During the latter half of 2013, guidelines were published in Kenya which set out that proposed mergers between firms with a combined turnover or asset value (whichever is the highest) of KSh1 billion (approximately US$11,520,000 or R121,000,000) requires compulsory notification to the Kenyan competition authority (CAK). Effectively, therefore, prior to the introduction of this compulsory notification threshold, all transactions which met the definition of a merger required notification to the CAK.

Under the Kenyan Act No 12 of 2010 (Kenyan Act) implementing a merger without obtaining approval from the CAK is an offence and the party concerned "shall be liable on conviction to imprisonment for a term not exceeding five years or to a fine not exceeding ten million shillings, or both". Moreover, the CAK may seek to impose a financial penalty of up to 10% of the gross annual turnover derived by the merging parties in the preceding financial year.

Earlier this year, the CAK sought to criminally penalise (by lodging a complaint with the Director of Public Prosecution, which subsequently referred the matter to the Directorate of Criminal Investigations) the executives of Ipsos for failing to secure such regulatory approval prior to implementing its £525 million acquisition of the Synovate division of the Aegis Group Plc's in Kenya. The acquisition dates back to October 2011 and is reported to have created the world's third-largest global market research company.

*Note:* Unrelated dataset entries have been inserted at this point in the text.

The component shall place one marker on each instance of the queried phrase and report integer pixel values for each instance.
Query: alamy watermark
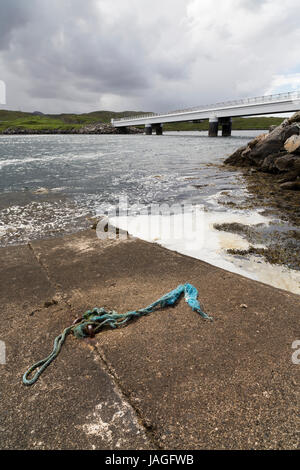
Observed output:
(2, 353)
(296, 353)
(2, 92)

The CAK's decision to seek criminal sanctions for failing to obtain regulatory approval demonstrates that competition law enforcement in Kenya is on the rise. At this stage, it is unclear whether the Directorate of Criminal Investigations will also require that the merger be unwound. The unwinding of a merger which was implemented in 2011, will place the merging parties in the unenviable position of having to unbundle a merged business which has been operating as such for almost three years.

In transactions involving firms with operations in Africa (and in certain instances even sales alone into a particular African country is enough to confer jurisdiction), it is imperative for transacting parties to determine whether the transaction will have an effect in any African jurisdictions which have merger regulations and then to ensure that the relevant authorities are notified accordingly. Given that Kenya has not yet incorporated the Common Market for Eastern and Southern Africa (COMESA) regulations into its own national laws, it remains to be seen whether the CAK will seek to impose similar penalties on firms failing to notify domestically in Kenya where those firms have notified the COMESA competition authorities. Clearly, there an urgent need for clarity in this regard.